Financement de l’économie

« Le financement des PME doit passer par l’épargne réglementée et l’assurance vie »

Créé le

07.01.2011

-

Mis à jour le

01.02.2011

Les PME ne comptent pas uniquement sur les banques pour financer leurs besoins : livret A, LDD, PEL, dispositif ISF PME, sont autant de vecteur à étudier pour concilier épargne longue et financement des PME.

Quelles sont vos pistes pour diversifier les sources de financement des PME ?

Sur les 24 derniers mois, on peut distinguer deux grands moments :

  • la période septembre 2008-septembre 2009, pendant laquelle les relations se sont tendues et où les PME ont souffert. C’est la prise de conscience que nous sommes dans la crise et qu’elle va durer. Chacun va essayer de « sauver ses meubles » avec ce sentiment qu’il faut moderniser institutionnellement l’économie et jeter les bases de nouvelles règles financières partagées ;
  • dans l’année qui a suivi, un travail commun a été mené entre la FBF et la CGPME en particulier. Il a permis de concrétiser les propositions du chef de l’État avec des avancées concrètes comme une réponse sous 15 ​jours aux demandes de crédit, le renforcement du rôle des chargés de clientèle entreprises, dans un esprit de dialogue et de transparence.
Aujourd’hui, la période est porteuse d’espoir d’une relance timide. L’enjeu majeur concerne les TPE.·Au-delà des discours institutionnels, les personnels de certaines agences restent encore frileux : ils craignent le préjudice d'une faillite.

Les banques doivent valoriser leur métier premier de prêteur. Sans doute, pour les en convaincre, les chefs d’entreprise doivent-ils apprendre à mieux communiquer sur leurs projets, leurs résultats et leurs besoins réels de financement. Mais pour cela, encore faut-​il que la relation ne soit pas léonine. On imagine mal un dialogue se faire lorsque votre interlocuteur pense : « Tout ce que vous allez me dire pourra, demain, se retourner contre vous ! ».

Quelles sont vos pistes de réflexion sur le financement des PME ?

Je suis convaincu que le financement des PME doit passer par l’épargne réglementée et l’assurance vie. Pour cela, la plus grande transparence est nécessaire dans la destination des fonds et la distribution des fonds. Malheureusement, nous manquons aujourd’hui cruellement de retours statistiques pour obtenir une photographie précise.

Et pour que les opérateurs distribuent le Livret ​A ou le Livret de développement durable, ils doivent être correctement rémunérés. La dynamique de la collecte et donc l’augmentation des encours passent par un taux justement rémunérateur pour les banques.

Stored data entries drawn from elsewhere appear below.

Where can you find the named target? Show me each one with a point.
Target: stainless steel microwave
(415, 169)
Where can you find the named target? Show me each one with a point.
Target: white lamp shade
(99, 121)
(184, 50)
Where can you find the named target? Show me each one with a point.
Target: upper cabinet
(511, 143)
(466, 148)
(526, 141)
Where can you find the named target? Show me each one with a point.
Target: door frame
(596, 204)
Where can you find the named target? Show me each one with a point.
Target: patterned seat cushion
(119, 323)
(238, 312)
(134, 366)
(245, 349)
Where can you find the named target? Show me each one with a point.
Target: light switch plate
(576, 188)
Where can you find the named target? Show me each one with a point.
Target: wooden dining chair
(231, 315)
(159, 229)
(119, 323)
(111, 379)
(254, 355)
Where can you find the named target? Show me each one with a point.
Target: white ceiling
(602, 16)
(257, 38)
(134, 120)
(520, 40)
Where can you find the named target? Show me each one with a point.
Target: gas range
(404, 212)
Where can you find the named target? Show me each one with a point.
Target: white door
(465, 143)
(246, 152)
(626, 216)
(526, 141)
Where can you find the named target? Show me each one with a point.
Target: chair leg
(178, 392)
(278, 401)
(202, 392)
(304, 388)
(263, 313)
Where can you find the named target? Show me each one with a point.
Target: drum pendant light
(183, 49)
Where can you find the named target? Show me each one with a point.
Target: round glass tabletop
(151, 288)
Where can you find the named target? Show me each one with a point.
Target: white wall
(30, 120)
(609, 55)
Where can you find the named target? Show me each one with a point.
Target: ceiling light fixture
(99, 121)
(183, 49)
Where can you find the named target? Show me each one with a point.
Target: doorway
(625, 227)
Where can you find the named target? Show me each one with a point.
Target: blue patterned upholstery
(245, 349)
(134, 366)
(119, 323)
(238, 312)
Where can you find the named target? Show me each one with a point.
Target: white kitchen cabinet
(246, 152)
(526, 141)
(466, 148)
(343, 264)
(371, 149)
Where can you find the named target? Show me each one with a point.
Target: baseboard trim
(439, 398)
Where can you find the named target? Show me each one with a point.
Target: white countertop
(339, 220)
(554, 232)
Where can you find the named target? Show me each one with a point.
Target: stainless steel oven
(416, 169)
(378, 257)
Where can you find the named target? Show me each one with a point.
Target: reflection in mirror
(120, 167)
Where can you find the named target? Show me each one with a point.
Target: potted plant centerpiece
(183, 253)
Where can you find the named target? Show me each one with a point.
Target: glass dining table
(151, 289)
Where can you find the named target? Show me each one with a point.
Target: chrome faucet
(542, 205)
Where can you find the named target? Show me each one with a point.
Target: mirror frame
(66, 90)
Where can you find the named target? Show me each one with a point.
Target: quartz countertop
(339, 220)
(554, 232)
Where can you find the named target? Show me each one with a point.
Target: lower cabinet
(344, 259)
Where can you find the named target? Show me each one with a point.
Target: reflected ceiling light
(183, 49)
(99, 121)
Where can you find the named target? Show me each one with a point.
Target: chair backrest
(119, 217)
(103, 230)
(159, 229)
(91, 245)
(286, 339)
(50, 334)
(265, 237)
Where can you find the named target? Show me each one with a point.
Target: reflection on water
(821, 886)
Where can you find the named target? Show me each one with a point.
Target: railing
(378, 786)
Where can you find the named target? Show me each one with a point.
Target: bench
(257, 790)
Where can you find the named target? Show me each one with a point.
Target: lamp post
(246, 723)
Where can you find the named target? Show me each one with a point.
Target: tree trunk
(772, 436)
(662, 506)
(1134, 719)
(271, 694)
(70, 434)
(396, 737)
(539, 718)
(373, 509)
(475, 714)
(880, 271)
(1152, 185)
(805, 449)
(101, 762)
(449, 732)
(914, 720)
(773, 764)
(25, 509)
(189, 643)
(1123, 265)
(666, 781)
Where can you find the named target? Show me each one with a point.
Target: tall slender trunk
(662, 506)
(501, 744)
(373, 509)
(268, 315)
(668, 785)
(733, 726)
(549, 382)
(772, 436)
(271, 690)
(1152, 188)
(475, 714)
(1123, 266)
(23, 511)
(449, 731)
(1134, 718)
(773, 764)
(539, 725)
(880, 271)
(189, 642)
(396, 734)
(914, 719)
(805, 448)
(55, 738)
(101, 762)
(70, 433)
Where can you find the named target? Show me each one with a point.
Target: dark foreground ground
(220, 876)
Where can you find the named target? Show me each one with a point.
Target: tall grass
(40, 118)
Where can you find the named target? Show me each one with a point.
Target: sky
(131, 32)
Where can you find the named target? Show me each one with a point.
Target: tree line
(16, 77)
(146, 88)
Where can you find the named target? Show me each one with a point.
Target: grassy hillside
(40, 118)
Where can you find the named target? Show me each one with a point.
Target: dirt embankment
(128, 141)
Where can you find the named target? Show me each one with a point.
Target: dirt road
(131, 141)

Enfin, pour éviter toute mauvaise publicité, il faut supprimer les fléchages non pertinents, je pense au photovoltaïque par exemple. L’innovation, aujourd’hui, ne peut se contenter d’être technologique, elle doit aussi être socialement responsable. Je suis un fervent défenseur de la création d’un produit dont l’encours serait à destination des créateurs d’emplois.

Si nous prenons l’exemple du Livret A, n’opposons pas le financement du logement social et celui des PME. Le logement social donne directement et indirectement du travail aux PME, pour toutes les missions de construction, d’entretien, de gardiennage… Ce marché est évalué à 12 ​milliards d’euros. En revanche, geler des fonds destinés aux PME pour le logement social serait une grave erreur.

Il est temps aussi de réfléchir à une nouvelle formule de Plan épargne logement (PEL) qu’on pourrait relooker en le fléchant sur des activités de responsabilité sociétale. En l’état actuel, c’est un produit qui s’essouffle. Pourquoi ne pas flécher l'épargne placée sur ce nouveau PEL vers les PME, la reprise d’entreprise, la création d’emplois des jeunes et des seniors ?

Comment inciter les particuliers à investir dans le capital des PME ?

Les dispositifs ISF PME doivent être maintenus, clarifiés et renforcés. Sans créer des cadres trop rigides, qui tuent les idées, on pourrait imaginer des conventions ou des initiatives de parrainage bancaire. La banque doit rester un élément de garantie crédible et pertinent. Elle a un rôle de conseil à jouer, auprès des particuliers, pour développer des formes de Business Angels associatifs et faciliter l’approche de l’investissement directe dans les PME.